Yogurt Fight Gets Messy re: Advertising and Food Law
Yoplait and Dannon have accused competitor Chobani of using false and misleading statements about their products in Chobani’s latest ad campaign. In newspaper, television, and social media advertisements that began airing January 6, 2016, Chobani states that unlike its Simply 100 yogurt, Yoplait Greek 100 contains potassium sorbate as a preservative and Dannon Light & Fit Greek uses the artificial sweetener sucralose, which contains chlorine. Potassium sorbate is a common preservative, which Chobani’s ad campaign describes as “used to kill bugs.” Sucralose is an FDA-approved ingredient commonly used in reduced-calorie foods; chlorine is used to make sucralose extremely sweet without adding calories.
Chobani contends that the campaign “provides consumers with accurate information to help them make more informed decisions about their food choices, including the choice between natural [ingredients] and artificial [ingredients]”; Dannon argues the ads “falsely disparage the safety of harmless ingredients and unnecessarily alarm consumers as to the safety of the foods they each” and “[a]s a result, both Dannon and the public at large are harmed by [the] advertising.”

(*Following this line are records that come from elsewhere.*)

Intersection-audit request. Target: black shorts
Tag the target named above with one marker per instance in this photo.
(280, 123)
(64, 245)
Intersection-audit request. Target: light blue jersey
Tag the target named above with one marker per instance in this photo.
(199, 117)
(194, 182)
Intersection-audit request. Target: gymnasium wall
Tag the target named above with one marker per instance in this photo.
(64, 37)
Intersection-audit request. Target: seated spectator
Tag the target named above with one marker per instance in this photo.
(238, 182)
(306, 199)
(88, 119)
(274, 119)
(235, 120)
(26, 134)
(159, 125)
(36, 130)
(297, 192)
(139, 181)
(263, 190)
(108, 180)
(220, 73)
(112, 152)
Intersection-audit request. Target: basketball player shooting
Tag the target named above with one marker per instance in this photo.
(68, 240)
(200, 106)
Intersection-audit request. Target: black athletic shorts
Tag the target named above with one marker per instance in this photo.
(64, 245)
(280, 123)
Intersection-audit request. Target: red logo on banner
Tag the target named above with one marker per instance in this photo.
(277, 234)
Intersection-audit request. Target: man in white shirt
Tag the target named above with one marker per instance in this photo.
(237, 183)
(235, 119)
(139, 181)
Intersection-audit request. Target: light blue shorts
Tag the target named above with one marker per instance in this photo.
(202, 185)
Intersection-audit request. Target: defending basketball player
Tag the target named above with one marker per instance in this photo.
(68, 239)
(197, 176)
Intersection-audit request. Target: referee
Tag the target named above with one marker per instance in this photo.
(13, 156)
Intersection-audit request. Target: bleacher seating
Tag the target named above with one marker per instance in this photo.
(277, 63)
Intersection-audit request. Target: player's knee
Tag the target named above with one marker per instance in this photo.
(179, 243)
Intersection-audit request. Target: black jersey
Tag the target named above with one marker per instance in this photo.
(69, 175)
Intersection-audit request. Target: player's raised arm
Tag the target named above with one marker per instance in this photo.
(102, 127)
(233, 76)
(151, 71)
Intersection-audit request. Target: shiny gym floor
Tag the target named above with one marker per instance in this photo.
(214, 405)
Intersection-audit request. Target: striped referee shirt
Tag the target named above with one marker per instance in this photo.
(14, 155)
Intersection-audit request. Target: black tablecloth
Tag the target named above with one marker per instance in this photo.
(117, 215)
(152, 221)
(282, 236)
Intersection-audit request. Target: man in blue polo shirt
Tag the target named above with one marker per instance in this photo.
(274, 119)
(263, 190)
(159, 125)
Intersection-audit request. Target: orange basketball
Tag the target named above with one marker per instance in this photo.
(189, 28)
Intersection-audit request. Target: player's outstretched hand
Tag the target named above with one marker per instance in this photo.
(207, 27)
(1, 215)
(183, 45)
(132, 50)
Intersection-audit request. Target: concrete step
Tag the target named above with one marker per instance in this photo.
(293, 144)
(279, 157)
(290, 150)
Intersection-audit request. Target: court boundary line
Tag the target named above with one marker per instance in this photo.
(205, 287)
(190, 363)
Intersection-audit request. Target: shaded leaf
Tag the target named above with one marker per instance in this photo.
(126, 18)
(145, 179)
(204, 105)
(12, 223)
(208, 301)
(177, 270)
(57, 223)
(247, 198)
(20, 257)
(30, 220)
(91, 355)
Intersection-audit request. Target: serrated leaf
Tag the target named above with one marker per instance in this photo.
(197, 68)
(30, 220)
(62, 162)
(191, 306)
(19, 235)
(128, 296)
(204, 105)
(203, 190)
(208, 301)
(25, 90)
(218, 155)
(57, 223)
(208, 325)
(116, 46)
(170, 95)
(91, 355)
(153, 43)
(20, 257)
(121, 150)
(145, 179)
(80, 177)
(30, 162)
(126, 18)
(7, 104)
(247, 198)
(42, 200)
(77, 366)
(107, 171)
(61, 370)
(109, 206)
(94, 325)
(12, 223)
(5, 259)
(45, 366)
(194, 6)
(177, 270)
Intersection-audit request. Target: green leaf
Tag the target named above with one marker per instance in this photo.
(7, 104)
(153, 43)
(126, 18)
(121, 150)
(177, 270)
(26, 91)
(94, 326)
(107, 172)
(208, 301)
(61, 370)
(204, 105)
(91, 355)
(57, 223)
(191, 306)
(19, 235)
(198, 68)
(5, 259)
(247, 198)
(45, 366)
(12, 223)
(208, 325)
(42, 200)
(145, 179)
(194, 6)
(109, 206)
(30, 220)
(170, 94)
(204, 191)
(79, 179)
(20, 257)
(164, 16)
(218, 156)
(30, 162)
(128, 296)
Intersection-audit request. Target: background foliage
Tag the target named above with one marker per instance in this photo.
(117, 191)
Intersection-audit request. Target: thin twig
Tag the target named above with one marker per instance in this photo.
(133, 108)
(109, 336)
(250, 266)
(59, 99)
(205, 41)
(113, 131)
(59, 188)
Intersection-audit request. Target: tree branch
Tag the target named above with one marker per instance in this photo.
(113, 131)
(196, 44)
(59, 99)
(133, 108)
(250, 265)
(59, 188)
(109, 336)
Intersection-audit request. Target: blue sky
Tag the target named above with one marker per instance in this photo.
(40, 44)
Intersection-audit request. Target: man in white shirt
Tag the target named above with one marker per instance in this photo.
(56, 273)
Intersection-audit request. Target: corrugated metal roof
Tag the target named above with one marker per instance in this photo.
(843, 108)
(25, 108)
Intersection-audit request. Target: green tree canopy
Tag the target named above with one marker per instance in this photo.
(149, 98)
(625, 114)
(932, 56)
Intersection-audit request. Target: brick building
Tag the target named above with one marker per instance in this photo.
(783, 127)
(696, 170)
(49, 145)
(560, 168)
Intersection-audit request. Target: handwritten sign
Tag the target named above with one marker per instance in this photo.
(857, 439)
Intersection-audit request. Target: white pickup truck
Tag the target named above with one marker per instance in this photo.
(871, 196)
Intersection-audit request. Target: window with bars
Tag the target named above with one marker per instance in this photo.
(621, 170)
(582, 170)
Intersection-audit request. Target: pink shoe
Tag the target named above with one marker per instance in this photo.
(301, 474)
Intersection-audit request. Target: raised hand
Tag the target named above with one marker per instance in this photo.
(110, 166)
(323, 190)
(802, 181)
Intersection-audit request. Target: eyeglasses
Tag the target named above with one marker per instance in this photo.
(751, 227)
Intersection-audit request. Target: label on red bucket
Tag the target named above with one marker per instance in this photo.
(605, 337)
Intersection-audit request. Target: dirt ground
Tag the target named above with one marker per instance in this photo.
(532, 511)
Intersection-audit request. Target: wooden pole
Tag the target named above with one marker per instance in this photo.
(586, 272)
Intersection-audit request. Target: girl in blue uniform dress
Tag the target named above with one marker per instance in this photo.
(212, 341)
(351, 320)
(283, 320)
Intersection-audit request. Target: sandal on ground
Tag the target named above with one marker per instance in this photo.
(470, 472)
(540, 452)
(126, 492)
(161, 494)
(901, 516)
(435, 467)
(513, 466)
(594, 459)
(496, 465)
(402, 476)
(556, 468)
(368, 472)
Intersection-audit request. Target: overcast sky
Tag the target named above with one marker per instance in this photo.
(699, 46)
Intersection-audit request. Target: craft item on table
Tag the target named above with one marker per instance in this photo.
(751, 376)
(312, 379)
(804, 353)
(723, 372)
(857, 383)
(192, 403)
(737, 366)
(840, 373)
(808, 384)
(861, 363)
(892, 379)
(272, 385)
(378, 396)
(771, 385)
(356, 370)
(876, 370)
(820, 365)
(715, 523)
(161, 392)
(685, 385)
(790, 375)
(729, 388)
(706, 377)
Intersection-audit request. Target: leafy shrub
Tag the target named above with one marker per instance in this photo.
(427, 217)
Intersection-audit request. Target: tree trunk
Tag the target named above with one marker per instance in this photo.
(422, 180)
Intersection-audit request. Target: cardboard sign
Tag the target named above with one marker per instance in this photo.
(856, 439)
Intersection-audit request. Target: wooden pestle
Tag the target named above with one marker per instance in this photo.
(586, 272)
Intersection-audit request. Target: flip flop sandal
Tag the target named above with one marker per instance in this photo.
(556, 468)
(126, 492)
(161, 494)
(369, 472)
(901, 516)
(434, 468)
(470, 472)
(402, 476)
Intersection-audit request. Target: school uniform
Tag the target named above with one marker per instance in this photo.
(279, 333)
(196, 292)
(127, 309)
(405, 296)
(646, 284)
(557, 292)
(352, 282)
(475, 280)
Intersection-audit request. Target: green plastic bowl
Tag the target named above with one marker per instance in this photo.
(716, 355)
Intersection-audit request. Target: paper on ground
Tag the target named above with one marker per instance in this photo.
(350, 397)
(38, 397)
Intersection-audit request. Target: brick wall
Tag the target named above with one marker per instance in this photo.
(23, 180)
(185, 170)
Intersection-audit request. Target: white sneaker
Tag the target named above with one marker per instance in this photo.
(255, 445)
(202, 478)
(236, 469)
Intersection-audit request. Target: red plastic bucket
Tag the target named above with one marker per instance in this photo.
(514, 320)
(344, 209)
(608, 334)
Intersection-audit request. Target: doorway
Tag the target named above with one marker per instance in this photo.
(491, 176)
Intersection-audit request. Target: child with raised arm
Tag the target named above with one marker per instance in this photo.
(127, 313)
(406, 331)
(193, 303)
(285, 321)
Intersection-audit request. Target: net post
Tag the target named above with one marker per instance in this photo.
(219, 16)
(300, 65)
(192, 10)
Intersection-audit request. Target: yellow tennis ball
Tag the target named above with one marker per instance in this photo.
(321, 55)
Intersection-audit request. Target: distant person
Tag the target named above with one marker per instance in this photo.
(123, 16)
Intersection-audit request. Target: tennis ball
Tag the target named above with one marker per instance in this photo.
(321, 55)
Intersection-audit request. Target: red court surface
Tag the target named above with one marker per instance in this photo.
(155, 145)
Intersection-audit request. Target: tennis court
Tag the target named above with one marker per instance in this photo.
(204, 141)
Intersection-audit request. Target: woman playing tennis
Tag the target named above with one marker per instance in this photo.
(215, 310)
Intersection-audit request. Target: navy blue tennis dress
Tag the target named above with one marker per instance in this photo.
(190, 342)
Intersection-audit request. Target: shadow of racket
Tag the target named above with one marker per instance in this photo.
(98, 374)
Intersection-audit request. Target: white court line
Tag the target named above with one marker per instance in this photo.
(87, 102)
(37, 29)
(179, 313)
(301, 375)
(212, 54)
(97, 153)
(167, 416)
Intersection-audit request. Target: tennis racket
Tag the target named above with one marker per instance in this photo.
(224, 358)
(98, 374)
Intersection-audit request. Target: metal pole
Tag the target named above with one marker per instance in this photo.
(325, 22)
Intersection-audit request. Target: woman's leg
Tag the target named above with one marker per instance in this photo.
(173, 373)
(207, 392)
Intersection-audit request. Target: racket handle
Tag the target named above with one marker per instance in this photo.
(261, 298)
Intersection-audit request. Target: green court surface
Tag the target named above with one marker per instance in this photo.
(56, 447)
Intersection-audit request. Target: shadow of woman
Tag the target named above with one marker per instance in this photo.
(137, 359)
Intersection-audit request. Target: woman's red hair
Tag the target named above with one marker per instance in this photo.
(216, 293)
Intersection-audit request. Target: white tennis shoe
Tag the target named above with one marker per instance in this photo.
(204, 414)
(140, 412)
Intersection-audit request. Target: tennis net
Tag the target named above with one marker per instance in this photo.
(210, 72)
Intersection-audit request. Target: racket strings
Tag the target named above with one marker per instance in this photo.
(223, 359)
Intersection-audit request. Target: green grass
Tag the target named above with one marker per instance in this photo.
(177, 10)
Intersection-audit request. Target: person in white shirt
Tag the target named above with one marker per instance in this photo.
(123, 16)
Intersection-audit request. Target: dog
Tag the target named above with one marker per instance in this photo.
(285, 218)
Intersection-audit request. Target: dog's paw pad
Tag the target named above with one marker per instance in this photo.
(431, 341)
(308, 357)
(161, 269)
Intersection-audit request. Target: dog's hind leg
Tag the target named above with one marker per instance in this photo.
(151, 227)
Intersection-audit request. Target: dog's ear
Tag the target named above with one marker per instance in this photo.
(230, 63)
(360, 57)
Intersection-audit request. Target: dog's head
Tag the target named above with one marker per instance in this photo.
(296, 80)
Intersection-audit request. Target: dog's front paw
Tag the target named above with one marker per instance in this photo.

In recent years, consumers have become more sensitive to ingredients in the food they eat. PepsiCo and Coca-Cola removed brominated vegetable oil from Gatorade after a teenager started a petition to have the ingredient removed from soft drinks. Subway removed azodicarbonaide after Vani Hari, better known as the “Food Babe”, branded the ingredient “the yoga mat chemical.” Whether Chobani’s latest advertising campaign represents a new trend in companies calling attention to ingredients in their competitor’s products that consumers may wish to avoid – even if the ingredients have been safely and widely used in food for years – remains to be seen.